I'm considering installing the Cryntel / Surface Source engineered hardwood from Lowes in my home by glue down to concrete on the ground level. Does anyone have experience with these cheaper brands? 

From what I can tell, it is a thinner board 5/16" as compared to 3/8" and it's a 3 ply with a very thin veneer layer on top that doesn't look like it can be refinished. The product is appealing to me because it's only $1.97/sqft. I'm only planning on staying in the house another 3 years or so.

http://www.lowes.com/lowes/lkn?action=productDetail&productId=88032-75633-95-400&lpage=none


----------



## Zero Punch (Nov 15, 2005)

Ya get what you pay for.


----------



## PlankflooR (Jun 29, 2006)

I wouldn't buy it. I work at a flooring plant, and you really don't want a wear layer thinner than 3/16th thick for engineered flooring. I wouldn't buy anything that cheap. Like Zero Punch said, you get what you pay for. I've handled wood flooring that thin before, and I don't think that it would stand up to 3 years of abuse. And if the flooring is Made in China, forget about it. The quality is terrible, and even @ $1.97 a sqft, it is still not worth it.:no: Just my opinion.


----------



## Floorwizard (Dec 5, 2003)

my opinion too.


----------



## AtlanticWBConst. (May 12, 2006)

4th vote of agreement on cheap flooring material...


----------



## Mame37 (Jun 5, 2008)

*GREAT product*

We've actually had ours installed for several years now, and the Cryntel product is fabulous!

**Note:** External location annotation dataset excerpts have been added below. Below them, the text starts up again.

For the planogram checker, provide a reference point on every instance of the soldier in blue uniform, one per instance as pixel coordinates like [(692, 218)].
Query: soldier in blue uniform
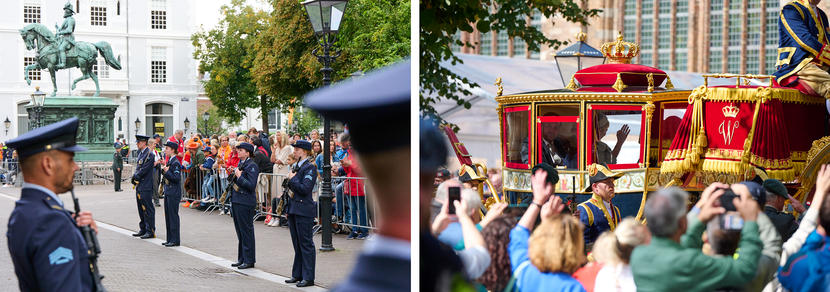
[(598, 214), (144, 189), (802, 46), (47, 249), (377, 105), (172, 193), (243, 205), (301, 212)]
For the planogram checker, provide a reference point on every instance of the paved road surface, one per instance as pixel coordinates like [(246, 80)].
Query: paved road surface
[(209, 246)]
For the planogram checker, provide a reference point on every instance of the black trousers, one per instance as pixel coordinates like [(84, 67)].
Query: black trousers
[(117, 179), (243, 221), (304, 254), (171, 218), (147, 211)]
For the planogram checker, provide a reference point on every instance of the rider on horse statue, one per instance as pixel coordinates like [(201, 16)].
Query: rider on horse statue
[(64, 34)]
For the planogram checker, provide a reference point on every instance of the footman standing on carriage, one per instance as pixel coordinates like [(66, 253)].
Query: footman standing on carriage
[(598, 214), (803, 53)]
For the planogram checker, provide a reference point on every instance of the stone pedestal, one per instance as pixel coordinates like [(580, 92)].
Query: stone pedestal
[(97, 119)]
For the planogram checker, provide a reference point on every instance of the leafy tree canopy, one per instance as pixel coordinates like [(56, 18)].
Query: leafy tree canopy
[(441, 19)]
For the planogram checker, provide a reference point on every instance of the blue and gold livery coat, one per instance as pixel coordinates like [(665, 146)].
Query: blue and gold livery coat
[(803, 38), (596, 218)]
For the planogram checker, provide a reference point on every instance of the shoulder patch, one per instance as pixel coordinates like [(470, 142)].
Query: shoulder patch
[(61, 255)]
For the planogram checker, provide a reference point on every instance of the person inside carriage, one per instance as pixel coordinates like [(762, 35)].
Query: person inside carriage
[(803, 53)]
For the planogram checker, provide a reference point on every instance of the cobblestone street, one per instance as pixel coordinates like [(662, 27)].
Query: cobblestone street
[(202, 263)]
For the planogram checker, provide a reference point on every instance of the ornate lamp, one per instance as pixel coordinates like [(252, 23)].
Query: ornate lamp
[(577, 57), (38, 99), (326, 17)]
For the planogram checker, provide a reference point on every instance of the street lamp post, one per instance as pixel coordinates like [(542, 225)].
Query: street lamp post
[(325, 18), (38, 98)]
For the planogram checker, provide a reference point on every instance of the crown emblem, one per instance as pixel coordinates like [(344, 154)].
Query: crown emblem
[(620, 52), (730, 111)]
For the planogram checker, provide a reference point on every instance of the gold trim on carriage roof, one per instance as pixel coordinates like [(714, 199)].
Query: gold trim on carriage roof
[(619, 52)]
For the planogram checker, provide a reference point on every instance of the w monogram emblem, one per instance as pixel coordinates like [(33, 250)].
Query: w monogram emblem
[(727, 129)]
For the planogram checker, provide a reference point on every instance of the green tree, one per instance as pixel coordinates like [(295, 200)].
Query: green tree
[(374, 34), (303, 122), (227, 52), (442, 19)]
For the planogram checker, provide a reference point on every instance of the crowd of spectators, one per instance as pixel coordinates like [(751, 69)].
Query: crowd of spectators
[(737, 237)]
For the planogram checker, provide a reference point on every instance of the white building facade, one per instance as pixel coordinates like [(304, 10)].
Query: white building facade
[(157, 85)]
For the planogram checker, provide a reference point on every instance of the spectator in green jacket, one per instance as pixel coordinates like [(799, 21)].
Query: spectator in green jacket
[(673, 262)]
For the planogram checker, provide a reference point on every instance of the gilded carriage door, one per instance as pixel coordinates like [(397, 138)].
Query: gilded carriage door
[(516, 134), (557, 141), (616, 135)]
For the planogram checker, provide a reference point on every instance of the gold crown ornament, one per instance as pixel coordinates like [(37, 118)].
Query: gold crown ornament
[(730, 111), (620, 52)]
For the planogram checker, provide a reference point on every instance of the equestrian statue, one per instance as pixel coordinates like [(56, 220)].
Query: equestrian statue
[(60, 51)]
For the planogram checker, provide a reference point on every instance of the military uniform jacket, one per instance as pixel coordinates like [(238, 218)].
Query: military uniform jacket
[(47, 249), (802, 38), (144, 171), (173, 178), (243, 193), (596, 218), (302, 204), (117, 161)]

We have pets and were afraid their nails would scratch up the floor, but no problems at all! I would recommend this particular product, especially in Chestnut, to anyone!


----------



## Allison1888 (Mar 16, 2008)

I agree that you get what you pay for. Don't go too cheap or you'll be replacing it -- and spending your time or your money to do it over again in a few years.


----------



## HardwoodGuy (Jun 7, 2008)

I happen to disagree with flooring made in China thesedays. Yes, seven or eight years ago I would have told any salesman pushing the stuff to hit the door, but there has been some great improvement.

As far as these thin engineered floors I used to feel the same way, but everyone has their different budget range. With a careful household there's no reason why they can't last 15 to twenty years. I've seen some 10 and 15 year engineered floors that have been well cared for and look good as new.

If price is an issue, there's always cabin grade flooring.

http://www.hardwoodinstaller.com/hardwoodinstaller/hardwood-floors-cabin-grade.htm


----------



## TopTipper (Dec 29, 2008)

There must be a lot of other factors than a simple yes or no. These might include; your budget, how often the area is used and how heavy the usage is, is there frequent exposure to water? etc. In an ideal world we could all afford top dollar for top quality but that's not always how the cookie crumbles.


----------



## tolbit (Feb 27, 2010)

*I have this Floor*

we Installed this brand 3 years ago and we have 2 dogs and 2 cats and it looks great still today.


----------